Do you check your email? If you didn’t last month, here’s what you may have missed: CRLS wants you to know that community expectations have been reset and that, come September, the school will tolerate no phones in class.
Upon entering any classroom next year, you can expect to abandon your phone in the school-wide baggies by the door. If you refuse, administration has helpfully provided an alternative: magnetically locking up your phone (see article photo). These baggies, called Yondr packs, are heavily padded and can be unlocked only via the magnetic bases located in your Learning Community.
Other new “expectations” outlined by administration include bans on recording fights, taking breaks during class, or carrying “contraband”: weapons and vapes. CRLS is also continuing its perpetual demand for visible IDs – and is working to come to an agreement with the MBTA to combine T-passes and CRLS ID cards, a system that is already in place at Boston Public Schools.
Principal Damon Smith, who developed many of the new expectations, explained that the phone policy is the most important. “It’s not that we have had more cases of misconduct since the pandemic – it’s just that the intensity is much higher,” he told the Register Forum. “We’re seeing that phones amplify the level of skipping class and of physical altercations. Some scholars are not able to kind of disassociate themselves from the pinging, the ringing, the buzzing, the vibrating.”
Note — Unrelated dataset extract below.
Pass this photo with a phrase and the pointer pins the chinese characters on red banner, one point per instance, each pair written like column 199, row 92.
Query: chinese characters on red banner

Teachers agreed: “Solve the phone problem, you solve all of them,” Benji Cohen told the Register Forum. Rachel Otty, another CRLS teacher, had similar thoughts. “I’m interested in a school-wide policy where the expectations are clear, the accountability component is really clear, and it’s consistently enforced.” Still, she says, it must be done in a way that doesn’t place the burden of enforcement on teachers. “That’s a lot of people you’re depending on to uphold a policy, and I think it needs to be more centralized.”
The five-phase implementation plan shared by administrators specifies that the month of April was intended to serve as a trial month.The plan got pushed back slightly, Principal Smith says, though he hopes for a launch in late May through early June. The full implementation will come in September, after training and professional development for teachers and staff.
Communication about the expectations has been minimal – or at least has not been widely received. “There was a community reset?” said Krissie Alexis ’26. Many other students and teachers had the same question. “The only parts that I heard about was the phone policy – one of my teachers went over it for a second and then laughed about it,” said Leena Henet ’25. Urbana Barua ’25 agreed, telling the Register Forum,“There’s no transparency between administration and teachers and students sometimes – the message gets lost.”
Students expressed regret at preparing to say their final farewells to their phones. “Sometimes I finish my work early and what am I supposed to do – stare off into space?” asked Elena Montalvo Ramirez ‘25. Others suggested that the new expectation is a symptom of a deeper gulf between students and administration. “I feel like policies like this create more distrust – it’s like administration don’t trust us to make our own decisions,” Amrin Jenny ‘25 told the Register Forum.